Blind and driving: the debate over who should use driverless cars
A group has asked California's DMV to drop rules that require a licensed driver to be aboard every driverless car.
SACRAMENTO, Calif. (WDRB) -- Blind from birth, Jessie Lorenz has been looking forward to the day when driverless cars let her give her 4-year-old daughter a ride to school.
"We have a running bet in my family: who is going to drive first. Me or my kid," Lorenz said during a hearing at California's Department of Motor Vehicles. "Please don't leave my family out in the waiting room."
She was there among representatives for billion dollar businesses and powerful trade groups. All have asked California's DMV to drop rules that require a licensed driver to be aboard every driverless car.
Google officials say the cars they're developing will not have a place for a driver.
"On the basis of the DMV's proposed regulation we are discussing here today [Friday], it will not be available in California," Chris Urmson, a Google representative, said.

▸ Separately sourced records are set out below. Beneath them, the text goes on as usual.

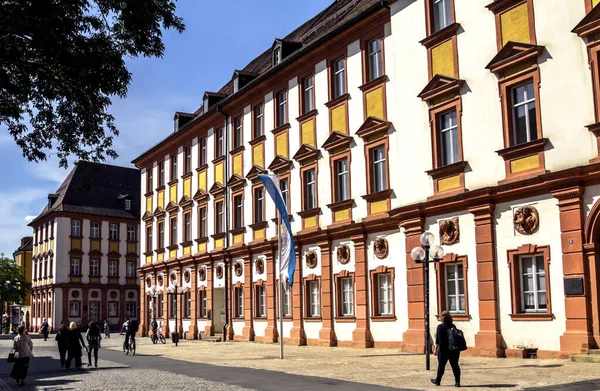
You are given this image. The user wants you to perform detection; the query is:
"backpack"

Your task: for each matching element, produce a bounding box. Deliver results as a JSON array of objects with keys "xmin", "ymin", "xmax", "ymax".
[{"xmin": 446, "ymin": 326, "xmax": 467, "ymax": 352}]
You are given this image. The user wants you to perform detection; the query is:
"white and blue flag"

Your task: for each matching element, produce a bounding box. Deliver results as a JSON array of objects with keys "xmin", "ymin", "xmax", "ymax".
[{"xmin": 258, "ymin": 174, "xmax": 296, "ymax": 286}]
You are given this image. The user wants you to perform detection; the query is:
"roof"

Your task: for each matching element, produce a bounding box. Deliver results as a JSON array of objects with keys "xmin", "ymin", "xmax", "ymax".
[
  {"xmin": 29, "ymin": 162, "xmax": 140, "ymax": 226},
  {"xmin": 133, "ymin": 0, "xmax": 384, "ymax": 166}
]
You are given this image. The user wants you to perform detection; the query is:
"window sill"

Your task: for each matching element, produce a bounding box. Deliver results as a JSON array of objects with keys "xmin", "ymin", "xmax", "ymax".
[{"xmin": 510, "ymin": 312, "xmax": 554, "ymax": 322}]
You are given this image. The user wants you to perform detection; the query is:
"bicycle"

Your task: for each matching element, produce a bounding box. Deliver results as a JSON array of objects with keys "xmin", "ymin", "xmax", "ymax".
[{"xmin": 123, "ymin": 336, "xmax": 135, "ymax": 356}]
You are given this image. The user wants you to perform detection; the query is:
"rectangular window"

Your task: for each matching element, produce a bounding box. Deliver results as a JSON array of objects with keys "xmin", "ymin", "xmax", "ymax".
[
  {"xmin": 445, "ymin": 263, "xmax": 466, "ymax": 314},
  {"xmin": 233, "ymin": 194, "xmax": 244, "ymax": 229},
  {"xmin": 215, "ymin": 128, "xmax": 224, "ymax": 158},
  {"xmin": 308, "ymin": 281, "xmax": 321, "ymax": 318},
  {"xmin": 169, "ymin": 217, "xmax": 177, "ymax": 246},
  {"xmin": 371, "ymin": 145, "xmax": 387, "ymax": 193},
  {"xmin": 433, "ymin": 0, "xmax": 452, "ymax": 33},
  {"xmin": 127, "ymin": 225, "xmax": 137, "ymax": 242},
  {"xmin": 439, "ymin": 110, "xmax": 459, "ymax": 166},
  {"xmin": 511, "ymin": 81, "xmax": 538, "ymax": 145},
  {"xmin": 69, "ymin": 301, "xmax": 81, "ymax": 317},
  {"xmin": 183, "ymin": 147, "xmax": 192, "ymax": 174},
  {"xmin": 235, "ymin": 287, "xmax": 244, "ymax": 318},
  {"xmin": 331, "ymin": 58, "xmax": 346, "ymax": 99},
  {"xmin": 90, "ymin": 223, "xmax": 100, "ymax": 239},
  {"xmin": 70, "ymin": 258, "xmax": 81, "ymax": 276},
  {"xmin": 108, "ymin": 301, "xmax": 119, "ymax": 318},
  {"xmin": 90, "ymin": 259, "xmax": 100, "ymax": 277},
  {"xmin": 277, "ymin": 91, "xmax": 288, "ymax": 126},
  {"xmin": 334, "ymin": 158, "xmax": 350, "ymax": 202},
  {"xmin": 183, "ymin": 212, "xmax": 192, "ymax": 242},
  {"xmin": 302, "ymin": 76, "xmax": 315, "ymax": 114},
  {"xmin": 340, "ymin": 277, "xmax": 354, "ymax": 316},
  {"xmin": 377, "ymin": 273, "xmax": 392, "ymax": 316},
  {"xmin": 158, "ymin": 161, "xmax": 165, "ymax": 187},
  {"xmin": 198, "ymin": 291, "xmax": 207, "ymax": 318},
  {"xmin": 254, "ymin": 105, "xmax": 264, "ymax": 138},
  {"xmin": 254, "ymin": 187, "xmax": 265, "ymax": 224},
  {"xmin": 125, "ymin": 301, "xmax": 136, "ymax": 318},
  {"xmin": 304, "ymin": 169, "xmax": 317, "ymax": 210},
  {"xmin": 367, "ymin": 38, "xmax": 383, "ymax": 81},
  {"xmin": 108, "ymin": 224, "xmax": 119, "ymax": 240},
  {"xmin": 171, "ymin": 155, "xmax": 177, "ymax": 181},
  {"xmin": 198, "ymin": 208, "xmax": 208, "ymax": 238},
  {"xmin": 521, "ymin": 254, "xmax": 548, "ymax": 312},
  {"xmin": 215, "ymin": 201, "xmax": 225, "ymax": 234},
  {"xmin": 256, "ymin": 285, "xmax": 267, "ymax": 318},
  {"xmin": 71, "ymin": 220, "xmax": 81, "ymax": 238},
  {"xmin": 200, "ymin": 137, "xmax": 207, "ymax": 166},
  {"xmin": 127, "ymin": 261, "xmax": 135, "ymax": 278},
  {"xmin": 108, "ymin": 261, "xmax": 119, "ymax": 277}
]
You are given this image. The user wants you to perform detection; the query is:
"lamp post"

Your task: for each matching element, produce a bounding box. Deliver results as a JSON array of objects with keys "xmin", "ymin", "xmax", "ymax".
[{"xmin": 410, "ymin": 231, "xmax": 444, "ymax": 370}]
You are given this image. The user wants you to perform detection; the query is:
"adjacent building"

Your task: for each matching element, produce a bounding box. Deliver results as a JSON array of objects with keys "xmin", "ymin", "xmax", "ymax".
[
  {"xmin": 134, "ymin": 0, "xmax": 600, "ymax": 357},
  {"xmin": 29, "ymin": 162, "xmax": 140, "ymax": 330}
]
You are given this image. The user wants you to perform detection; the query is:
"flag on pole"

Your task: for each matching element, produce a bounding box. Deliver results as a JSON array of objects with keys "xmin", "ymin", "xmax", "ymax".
[{"xmin": 258, "ymin": 174, "xmax": 296, "ymax": 286}]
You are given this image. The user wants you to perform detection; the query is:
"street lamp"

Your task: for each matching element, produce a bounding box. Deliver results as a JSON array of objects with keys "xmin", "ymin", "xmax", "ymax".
[{"xmin": 410, "ymin": 231, "xmax": 444, "ymax": 370}]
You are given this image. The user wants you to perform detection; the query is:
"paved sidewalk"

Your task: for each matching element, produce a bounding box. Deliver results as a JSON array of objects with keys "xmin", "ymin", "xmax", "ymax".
[{"xmin": 104, "ymin": 338, "xmax": 600, "ymax": 391}]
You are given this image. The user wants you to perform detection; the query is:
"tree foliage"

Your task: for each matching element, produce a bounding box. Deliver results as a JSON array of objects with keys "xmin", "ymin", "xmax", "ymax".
[
  {"xmin": 0, "ymin": 0, "xmax": 184, "ymax": 167},
  {"xmin": 0, "ymin": 257, "xmax": 31, "ymax": 303}
]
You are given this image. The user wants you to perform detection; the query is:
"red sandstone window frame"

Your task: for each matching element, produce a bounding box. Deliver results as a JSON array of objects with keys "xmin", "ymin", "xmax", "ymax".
[
  {"xmin": 369, "ymin": 266, "xmax": 396, "ymax": 322},
  {"xmin": 506, "ymin": 244, "xmax": 554, "ymax": 321}
]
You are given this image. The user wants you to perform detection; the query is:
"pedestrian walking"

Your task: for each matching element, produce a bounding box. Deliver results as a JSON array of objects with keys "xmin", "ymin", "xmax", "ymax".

But the California DMV is not yet ready to trust driverless cars on their own.
"The purpose for that is simply safety. We want to make sure, this is such a new technology, if something were to disengage, if something were to go wrong, there's a real life human being in the car that can take over," Jaime Garza, a representative for the California DMV, said.
The department also suggested that driverless cars should only be made available for lease at first. That way, if there's a change to regulations or safety issues, a private owner won't be stuck with a car they can't use.